Even if Phil Spector hadn’t given us the recent spectacle of an outlandish murder trial, Mick Brown’s Spector biography Tearing Down the Wall of Sound would still make for a gripping read. Brown’s biography, simply put, is the definitive Spector book. At nearly 500 pages (including endnotes and an extensive bibliography), Tearing consistently treads the thin line between exhaustive and exhausting, but the source material–Spector’s insane life–is simply too compelling to ever earn a yawn. Just when it begins to feel that Brown has given us too much detail, we’re rewarded with yet another tale of Spector’s lunatic shenanigans.

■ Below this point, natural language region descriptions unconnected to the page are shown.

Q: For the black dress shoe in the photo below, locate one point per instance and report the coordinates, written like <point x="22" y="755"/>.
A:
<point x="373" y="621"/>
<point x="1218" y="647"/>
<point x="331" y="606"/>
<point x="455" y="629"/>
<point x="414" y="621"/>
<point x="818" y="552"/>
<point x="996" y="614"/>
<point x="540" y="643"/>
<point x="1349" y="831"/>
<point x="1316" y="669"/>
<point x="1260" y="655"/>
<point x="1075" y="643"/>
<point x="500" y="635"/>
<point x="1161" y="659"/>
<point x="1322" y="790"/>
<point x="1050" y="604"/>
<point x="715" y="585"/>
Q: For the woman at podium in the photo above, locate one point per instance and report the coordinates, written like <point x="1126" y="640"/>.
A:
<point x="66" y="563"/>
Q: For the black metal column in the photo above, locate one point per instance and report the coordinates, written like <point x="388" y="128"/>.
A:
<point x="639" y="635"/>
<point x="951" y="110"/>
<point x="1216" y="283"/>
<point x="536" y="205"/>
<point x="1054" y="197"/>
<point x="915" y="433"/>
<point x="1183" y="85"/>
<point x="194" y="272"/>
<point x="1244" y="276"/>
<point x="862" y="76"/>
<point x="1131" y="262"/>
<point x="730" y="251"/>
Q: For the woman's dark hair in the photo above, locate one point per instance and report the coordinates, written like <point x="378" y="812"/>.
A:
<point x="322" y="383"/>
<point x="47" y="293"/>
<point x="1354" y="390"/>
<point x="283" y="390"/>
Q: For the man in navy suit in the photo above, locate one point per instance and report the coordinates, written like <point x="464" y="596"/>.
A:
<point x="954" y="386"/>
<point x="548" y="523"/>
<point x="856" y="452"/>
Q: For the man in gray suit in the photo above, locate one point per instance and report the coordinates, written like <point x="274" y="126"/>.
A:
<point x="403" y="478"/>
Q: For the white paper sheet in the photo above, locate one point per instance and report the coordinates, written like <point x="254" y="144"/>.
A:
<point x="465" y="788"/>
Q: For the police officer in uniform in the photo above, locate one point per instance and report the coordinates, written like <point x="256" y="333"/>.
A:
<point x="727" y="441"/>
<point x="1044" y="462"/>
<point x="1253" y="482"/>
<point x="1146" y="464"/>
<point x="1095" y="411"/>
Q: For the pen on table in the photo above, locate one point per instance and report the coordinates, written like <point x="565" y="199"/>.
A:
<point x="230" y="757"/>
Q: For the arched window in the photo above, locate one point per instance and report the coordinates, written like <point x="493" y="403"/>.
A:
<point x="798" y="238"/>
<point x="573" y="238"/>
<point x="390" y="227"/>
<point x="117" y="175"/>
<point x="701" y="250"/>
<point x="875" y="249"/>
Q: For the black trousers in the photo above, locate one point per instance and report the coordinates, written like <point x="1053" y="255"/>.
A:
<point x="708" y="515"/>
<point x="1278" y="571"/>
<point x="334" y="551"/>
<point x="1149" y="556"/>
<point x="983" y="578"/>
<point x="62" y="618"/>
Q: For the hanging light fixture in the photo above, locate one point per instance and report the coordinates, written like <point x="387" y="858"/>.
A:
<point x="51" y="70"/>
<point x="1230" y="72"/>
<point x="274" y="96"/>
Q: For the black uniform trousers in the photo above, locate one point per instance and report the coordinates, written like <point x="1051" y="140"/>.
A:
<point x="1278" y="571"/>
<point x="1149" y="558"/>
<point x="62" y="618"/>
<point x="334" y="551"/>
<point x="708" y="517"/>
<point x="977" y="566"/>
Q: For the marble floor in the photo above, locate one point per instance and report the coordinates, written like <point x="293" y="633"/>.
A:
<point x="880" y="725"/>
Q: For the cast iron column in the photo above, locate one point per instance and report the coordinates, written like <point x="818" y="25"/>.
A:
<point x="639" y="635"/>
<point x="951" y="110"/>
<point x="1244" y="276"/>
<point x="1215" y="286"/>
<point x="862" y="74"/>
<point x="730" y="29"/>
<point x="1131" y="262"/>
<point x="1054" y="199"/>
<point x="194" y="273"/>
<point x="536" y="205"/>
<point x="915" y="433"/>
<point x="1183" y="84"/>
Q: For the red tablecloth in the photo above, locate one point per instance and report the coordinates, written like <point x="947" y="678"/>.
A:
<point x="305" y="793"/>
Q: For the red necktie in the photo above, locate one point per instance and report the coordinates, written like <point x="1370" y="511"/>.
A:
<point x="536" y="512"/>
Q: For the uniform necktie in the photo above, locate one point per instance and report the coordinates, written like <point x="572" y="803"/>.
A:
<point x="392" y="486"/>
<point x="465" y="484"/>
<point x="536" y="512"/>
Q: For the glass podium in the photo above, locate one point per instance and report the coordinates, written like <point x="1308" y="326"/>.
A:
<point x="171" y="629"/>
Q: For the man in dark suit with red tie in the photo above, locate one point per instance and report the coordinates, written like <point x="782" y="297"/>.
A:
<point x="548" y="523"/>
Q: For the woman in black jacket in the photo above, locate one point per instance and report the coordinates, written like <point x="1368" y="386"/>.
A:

And whether he’s pulling a gun on the Ramones, drunkenly berating Michelle Phillips, praising Ike Turner and Yoko Ono, or fighting with the Beatles, Spectors’s crazy mischief is exactly the kind of stuff we love to read in a celebrity biography. However, lurid stories never trump the real reason to read this book: Spector as musical genius. There’s plenty here to please hardcore audiophiles, including long discussions of the evolution of Spector’s famous “wall of sound” and the producer’s tumultuous relationship with arranger/songwriter Jack Nitzsche. All the episodes of Spector’s life are here–his early teenybopper days with the Ronettes, his “making” of Tina Turner, his battles with the Beatles (both as a group and individuals), his “comeback” shot with the Ramones, and even his late disillusionment with, um, Celine Dion. These segments are bookended with a detailed consideration of Spector’s recent troubles, beginning with a secretive Spector secluded in his California mansion right before the alleged murder of B-movie actress Lana Clarkson, and a lengthy, journalistic afterword explaining the events of Spector’s much-publicized trial, right up to the September 2007 mistrial ruling. Heady stuff.

Photograph by Brad Elterman

Ultimately, Brown crafts Spector’s strange life into a bizarre bildungsroman; he paints Spector respectfully but never reverentially, revealing a Promethean hubris in his subject that veers into self-annihilation. At the same time, Brown’s Spector is an utterly American story, a classic reinvention tale. Even when Spector is at his most petulant, paranoid, and downright awful, Brown never lets us lose sight of the man’s sheer force of will and his enormous contribution to American music and culture. Brown’s book reminds us of the myriad ways Spector transformed our notions of pop music, but he leaves us wondering if Spector will indeed be able to rise like the phoenix from his latest debacle or if his upcoming retrial will be the end of the music.